The full code can be found at https://gist.github.com/magthe/ad6e23fb560a8a494fd2

Visitor

The Visitor pattern separates the traversal and the operation. It does this by using an accept method in the classes making up the data structure, this method takes a Visitor instance which implements the operation to be carried out. This enables adding new operations without modifying the data structure.

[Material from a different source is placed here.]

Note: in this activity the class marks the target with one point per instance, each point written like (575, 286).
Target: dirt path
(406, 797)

First we need a simple structure to play with: a tree where each node can have zero or more sub-trees.

class Tree:
    def __init__(self, value, children=[]):
        self.value = value
        self.children = children

The implementation of accept for this type is rather obvious:

    def accept(self, visitor):
        visitor.visit(self)
        for c in self.children:
            c.accept(visitor)

Next we need an implemention of a Visitor that all visitors can derive from. Since Python’s dispatch doesn’t depend at all on the type of the argument we’ll have to implement the necessary behaviour ourselves, i.e. inspect the type and then pick the correct method to call.

class Visitor:
    def visit(self, obj):
        func_name = 'visit_' + obj.__class__.__name__
        visit_func = getattr(self, func_name)
        visit_func(obj)

In order to visit a Tree type it also needs the appropriately named method:

    def visit_Tree(self, obj):
        pass

Now it’s easy to create a visitor. Here’s a very simple one:

class TreePrintVisitor(Visitor):
    def visit_Tree(self, obj):
        print('Tree (%s): %i' % (hex(id(obj)), obj.value))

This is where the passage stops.